Interleukin (IL)-12 and antibodies against CD40 have demonstrated antitumor effects in a variety of in vivo model systems. However, both agents can also mediate significant toxicities either when used following lethal TBI or when administered in combination with other agents such as IL-2. In this study, we assessed the effects of anti-CD40 monoclonal antibody (MoAb) and IL-12 in lethally irradiated mice. Acute lethal toxicity was observed following the administration of either 10 microg anti-CD40 MoAb (FGK45) or 0.5 microg of recombinant murine (rm)IL-12 that resulted in 100% mortality of all mice within 4 to 6 days. Histological evaluation revealed destruction of the normal gut architecture in both anti-CD40 MoAb- and rmIL-12-treated mice. Analysis of serum cytokine levels in the lethally irradiated mice receiving anti-CD40 MoAb demonstrated a marked increase of interferon (IFN)-gamma and IL-12 p40, whereas mice receiving rmIL-12 demonstrated a marked increase of IFN-gamma.

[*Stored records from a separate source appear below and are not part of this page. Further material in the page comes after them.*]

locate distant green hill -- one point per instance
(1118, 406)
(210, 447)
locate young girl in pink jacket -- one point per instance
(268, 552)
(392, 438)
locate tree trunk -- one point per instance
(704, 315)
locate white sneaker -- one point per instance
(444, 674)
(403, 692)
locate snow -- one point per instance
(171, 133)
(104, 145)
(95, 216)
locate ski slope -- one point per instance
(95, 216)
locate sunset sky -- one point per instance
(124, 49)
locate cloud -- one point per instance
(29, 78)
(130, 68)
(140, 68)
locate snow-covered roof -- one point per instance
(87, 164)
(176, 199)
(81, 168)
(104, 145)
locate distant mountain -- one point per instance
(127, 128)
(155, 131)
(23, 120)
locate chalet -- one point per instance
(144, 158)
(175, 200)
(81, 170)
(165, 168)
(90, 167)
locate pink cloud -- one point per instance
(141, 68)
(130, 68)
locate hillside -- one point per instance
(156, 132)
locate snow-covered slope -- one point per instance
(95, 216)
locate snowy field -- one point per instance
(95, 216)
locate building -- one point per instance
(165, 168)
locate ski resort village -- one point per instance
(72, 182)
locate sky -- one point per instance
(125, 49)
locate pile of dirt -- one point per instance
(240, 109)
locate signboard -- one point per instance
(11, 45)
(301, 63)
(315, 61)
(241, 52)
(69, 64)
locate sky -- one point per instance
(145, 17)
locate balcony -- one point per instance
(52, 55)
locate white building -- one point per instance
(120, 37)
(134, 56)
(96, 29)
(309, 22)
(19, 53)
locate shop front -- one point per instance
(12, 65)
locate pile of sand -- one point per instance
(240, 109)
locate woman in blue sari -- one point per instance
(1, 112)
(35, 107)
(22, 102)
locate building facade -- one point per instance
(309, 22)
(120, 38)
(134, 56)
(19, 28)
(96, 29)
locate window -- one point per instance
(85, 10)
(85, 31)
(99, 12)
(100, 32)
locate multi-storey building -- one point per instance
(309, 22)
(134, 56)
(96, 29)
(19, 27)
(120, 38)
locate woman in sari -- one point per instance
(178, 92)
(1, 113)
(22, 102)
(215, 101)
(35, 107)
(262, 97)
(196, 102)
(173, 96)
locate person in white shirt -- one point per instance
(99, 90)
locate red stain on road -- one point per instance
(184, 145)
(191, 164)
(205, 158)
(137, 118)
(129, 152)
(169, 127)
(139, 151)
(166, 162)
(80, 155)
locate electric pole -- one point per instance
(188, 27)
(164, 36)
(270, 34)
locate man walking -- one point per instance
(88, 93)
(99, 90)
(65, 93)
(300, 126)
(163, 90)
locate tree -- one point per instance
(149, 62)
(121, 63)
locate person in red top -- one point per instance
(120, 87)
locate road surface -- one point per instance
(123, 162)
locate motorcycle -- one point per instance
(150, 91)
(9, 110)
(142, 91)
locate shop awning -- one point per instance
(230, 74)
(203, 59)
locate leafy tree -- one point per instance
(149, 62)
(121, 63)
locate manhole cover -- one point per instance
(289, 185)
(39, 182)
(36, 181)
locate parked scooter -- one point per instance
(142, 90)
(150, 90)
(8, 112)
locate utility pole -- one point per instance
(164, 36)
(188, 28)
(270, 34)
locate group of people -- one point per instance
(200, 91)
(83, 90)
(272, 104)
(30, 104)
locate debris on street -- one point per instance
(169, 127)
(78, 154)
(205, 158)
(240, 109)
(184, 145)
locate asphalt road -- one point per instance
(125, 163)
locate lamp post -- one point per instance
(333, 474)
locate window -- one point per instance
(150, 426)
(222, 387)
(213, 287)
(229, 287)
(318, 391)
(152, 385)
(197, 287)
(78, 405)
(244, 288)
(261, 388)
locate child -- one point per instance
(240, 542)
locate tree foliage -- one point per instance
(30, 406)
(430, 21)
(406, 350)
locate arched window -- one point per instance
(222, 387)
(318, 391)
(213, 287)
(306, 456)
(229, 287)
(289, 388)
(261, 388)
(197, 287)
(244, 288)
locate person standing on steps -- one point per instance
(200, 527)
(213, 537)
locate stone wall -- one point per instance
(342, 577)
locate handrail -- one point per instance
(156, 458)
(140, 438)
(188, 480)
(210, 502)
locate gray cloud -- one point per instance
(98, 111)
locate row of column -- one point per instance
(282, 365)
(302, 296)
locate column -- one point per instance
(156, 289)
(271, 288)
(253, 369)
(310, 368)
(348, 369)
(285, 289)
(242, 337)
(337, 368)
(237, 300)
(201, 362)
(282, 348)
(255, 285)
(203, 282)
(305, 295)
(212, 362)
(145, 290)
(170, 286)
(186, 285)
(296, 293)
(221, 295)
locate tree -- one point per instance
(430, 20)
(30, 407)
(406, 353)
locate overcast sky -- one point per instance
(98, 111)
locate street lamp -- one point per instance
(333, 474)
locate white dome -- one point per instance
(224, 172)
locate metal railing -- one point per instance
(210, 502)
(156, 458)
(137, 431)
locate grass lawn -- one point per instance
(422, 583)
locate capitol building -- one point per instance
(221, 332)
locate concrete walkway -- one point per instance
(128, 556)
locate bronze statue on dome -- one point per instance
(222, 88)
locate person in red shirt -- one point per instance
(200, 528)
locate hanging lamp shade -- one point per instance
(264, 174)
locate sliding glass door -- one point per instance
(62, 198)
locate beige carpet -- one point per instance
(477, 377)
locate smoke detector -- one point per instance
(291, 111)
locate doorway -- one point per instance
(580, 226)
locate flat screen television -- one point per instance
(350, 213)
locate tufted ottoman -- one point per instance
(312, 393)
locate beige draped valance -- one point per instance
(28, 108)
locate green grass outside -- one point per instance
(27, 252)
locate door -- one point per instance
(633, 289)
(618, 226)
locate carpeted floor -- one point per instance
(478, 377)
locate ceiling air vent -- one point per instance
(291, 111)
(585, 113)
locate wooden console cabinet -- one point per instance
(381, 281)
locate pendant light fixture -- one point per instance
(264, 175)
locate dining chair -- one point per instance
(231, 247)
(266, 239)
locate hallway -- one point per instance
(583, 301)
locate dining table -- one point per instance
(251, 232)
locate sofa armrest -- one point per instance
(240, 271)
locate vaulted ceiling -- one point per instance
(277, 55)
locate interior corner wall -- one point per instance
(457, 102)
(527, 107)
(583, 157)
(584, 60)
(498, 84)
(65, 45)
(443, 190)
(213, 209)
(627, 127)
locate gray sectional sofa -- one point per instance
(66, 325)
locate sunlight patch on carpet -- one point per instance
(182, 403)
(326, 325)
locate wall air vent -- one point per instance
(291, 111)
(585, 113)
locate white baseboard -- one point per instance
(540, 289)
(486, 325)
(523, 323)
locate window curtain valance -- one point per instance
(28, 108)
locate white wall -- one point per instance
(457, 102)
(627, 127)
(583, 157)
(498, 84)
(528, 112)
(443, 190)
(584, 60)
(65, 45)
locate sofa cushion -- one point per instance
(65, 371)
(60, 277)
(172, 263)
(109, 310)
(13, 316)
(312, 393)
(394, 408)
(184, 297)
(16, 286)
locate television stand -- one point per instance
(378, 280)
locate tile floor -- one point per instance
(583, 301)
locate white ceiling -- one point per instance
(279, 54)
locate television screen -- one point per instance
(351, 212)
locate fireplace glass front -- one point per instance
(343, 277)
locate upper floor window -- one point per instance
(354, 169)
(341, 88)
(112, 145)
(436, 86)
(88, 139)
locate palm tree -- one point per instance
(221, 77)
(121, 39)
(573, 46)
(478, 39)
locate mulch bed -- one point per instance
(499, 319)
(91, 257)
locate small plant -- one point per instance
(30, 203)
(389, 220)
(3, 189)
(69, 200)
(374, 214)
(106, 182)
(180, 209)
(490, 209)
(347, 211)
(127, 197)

Lethally irradiated IL-12 p40 knock-out mice were resistant to anti-CD40-induced toxicity, suggesting that the lack of IL-12 p40 with no possibility of making functional IL- 12 p70 is key for this toxic reaction. Similarly, lethally irradiated IFN-gamma knock-out mice were completely resistant to rmIL-12-induced toxicity, suggesting that IFN-gamma is a major player in IL-12-mediated toxicity. These results suggest that both anti-CD40 MoAb and rmIL-12 induce an acute fatal toxicity characterized by similar intestinal pathology and mediated in part by IFN-gamma.

摘要

白细胞介素(IL)-12和抗CD40抗体在多种体内模型系统中已显示出抗肿瘤作用。然而,这两种药物在致死性全身照射(TBI)后使用或与其他药物(如IL-2)联合给药时,也可介导显著的毒性。在本研究中,我们评估了抗CD40单克隆抗体(MoAb)和IL-12对致死性照射小鼠的影响。给予10μg抗CD40 MoAb(FGK45)或0.5μg重组鼠(rm)IL-12后观察到急性致死毒性,导致所有小鼠在4至6天内100%死亡。组织学评估显示,抗CD40 MoAb和rmIL-12处理的小鼠正常肠道结构均遭到破坏。对接种抗CD40 MoAb的致死性照射小鼠血清细胞因子水平的分析表明,干扰素(IFN)-γ和IL-12 p40显著升高,而接种rmIL-12的小鼠IFN-γ显著升高。致死性照射的IL-12 p40基因敲除小鼠对抗CD40诱导的毒性具有抗性,这表明缺乏IL-12 p40且无法产生功能性IL-12 p70是这种毒性反应的关键。同样,致死性照射的IFN-γ基因敲除小鼠对rmIL-12诱导的毒性完全具有抗性,这表明IFN-γ是IL-12介导毒性的主要因素。这些结果表明,抗CD40 MoAb和rmIL-12均诱导急性致命毒性,其特征为相似的肠道病理变化,且部分由IFN-γ介导。